Le noyau Linux expérimente une nouvelle méthode d’authentification des développeurs et du code

Contexte

Depuis des décennies, les développeurs du noyau Linux s’appuient sur PGP pour signer les commits et valider l’identité des contributeurs. Ce mécanisme a permis d’améliorer la sécurité, mais il présente des limites : participation à des séances de signature en personne, clés qui vieillissent, gestion manuelle et risques de confidentialité et d’ingénierie sociale. Des incidents passés (ex. compromission de services de distribution et tentatives d’injection de code malveillant) ont montré la fragilité d’un modèle reposant sur quelques clés durables.

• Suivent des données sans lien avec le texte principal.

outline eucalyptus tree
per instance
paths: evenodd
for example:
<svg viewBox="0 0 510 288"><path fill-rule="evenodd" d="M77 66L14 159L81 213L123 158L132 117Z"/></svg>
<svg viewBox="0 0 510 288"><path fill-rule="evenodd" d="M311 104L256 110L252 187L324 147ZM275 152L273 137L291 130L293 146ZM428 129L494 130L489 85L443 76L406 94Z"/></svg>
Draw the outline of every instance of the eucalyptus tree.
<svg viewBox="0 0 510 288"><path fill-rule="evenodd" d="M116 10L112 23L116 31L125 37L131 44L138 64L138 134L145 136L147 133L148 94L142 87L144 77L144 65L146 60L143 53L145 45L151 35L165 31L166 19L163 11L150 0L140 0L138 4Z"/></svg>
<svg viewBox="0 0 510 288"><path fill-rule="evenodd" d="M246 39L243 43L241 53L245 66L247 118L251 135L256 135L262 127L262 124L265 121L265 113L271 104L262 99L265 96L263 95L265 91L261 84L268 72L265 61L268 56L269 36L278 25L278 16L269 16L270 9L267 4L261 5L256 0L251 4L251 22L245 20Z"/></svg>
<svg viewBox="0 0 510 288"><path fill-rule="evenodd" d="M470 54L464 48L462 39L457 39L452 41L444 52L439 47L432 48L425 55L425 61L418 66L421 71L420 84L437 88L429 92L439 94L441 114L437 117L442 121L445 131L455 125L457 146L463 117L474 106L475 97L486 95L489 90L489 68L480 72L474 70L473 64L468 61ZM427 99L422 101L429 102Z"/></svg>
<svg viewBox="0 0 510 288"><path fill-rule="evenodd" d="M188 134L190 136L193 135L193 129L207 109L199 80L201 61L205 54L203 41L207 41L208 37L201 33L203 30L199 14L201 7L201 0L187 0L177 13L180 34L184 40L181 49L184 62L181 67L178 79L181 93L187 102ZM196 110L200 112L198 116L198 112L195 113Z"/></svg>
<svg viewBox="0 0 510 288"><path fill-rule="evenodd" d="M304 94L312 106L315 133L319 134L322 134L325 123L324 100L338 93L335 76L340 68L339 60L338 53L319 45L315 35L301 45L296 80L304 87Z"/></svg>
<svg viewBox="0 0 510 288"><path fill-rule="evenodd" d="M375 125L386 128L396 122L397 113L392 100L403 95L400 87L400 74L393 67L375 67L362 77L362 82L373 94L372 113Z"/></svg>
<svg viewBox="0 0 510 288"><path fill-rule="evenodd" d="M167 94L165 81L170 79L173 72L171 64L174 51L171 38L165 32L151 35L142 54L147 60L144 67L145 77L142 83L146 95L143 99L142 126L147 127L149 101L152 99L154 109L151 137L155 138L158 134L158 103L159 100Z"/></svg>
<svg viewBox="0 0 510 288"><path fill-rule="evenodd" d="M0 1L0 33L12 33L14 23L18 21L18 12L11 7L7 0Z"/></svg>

Ce que proposent les mainteneurs

La Linux Foundation (via son initiative Decentralized Trust) et des partenaires (dont Affinidi) présentent un prototype appelé ici Linux ID : une pile technologique pour créer, émettre et échanger des attestations cryptographiques sur des personnes et des relations. Plutôt que de s’appuyer uniquement sur des signatures PGP anciennes, Linux ID s’appuie sur :

  • DIDs (Decentralized Identifiers, standard W3C) pour représenter des identités décentralisées ;
  • Verifiable Credentials (VCs) pour émettre des attestations (ex. « cette personne est employée par X », « ce mainteneur reconnaît ce contributeur ») ;
  • Protocoles de messagerie décentralisée (REST, DIDComm, etc.) et des DIDs éphémères pour préserver la confidentialité des relations ;
  • Des attestations courtes (durée en jours/semaines) et des registres de révocation/transparence pour permettre une réponse rapide en cas de compromission.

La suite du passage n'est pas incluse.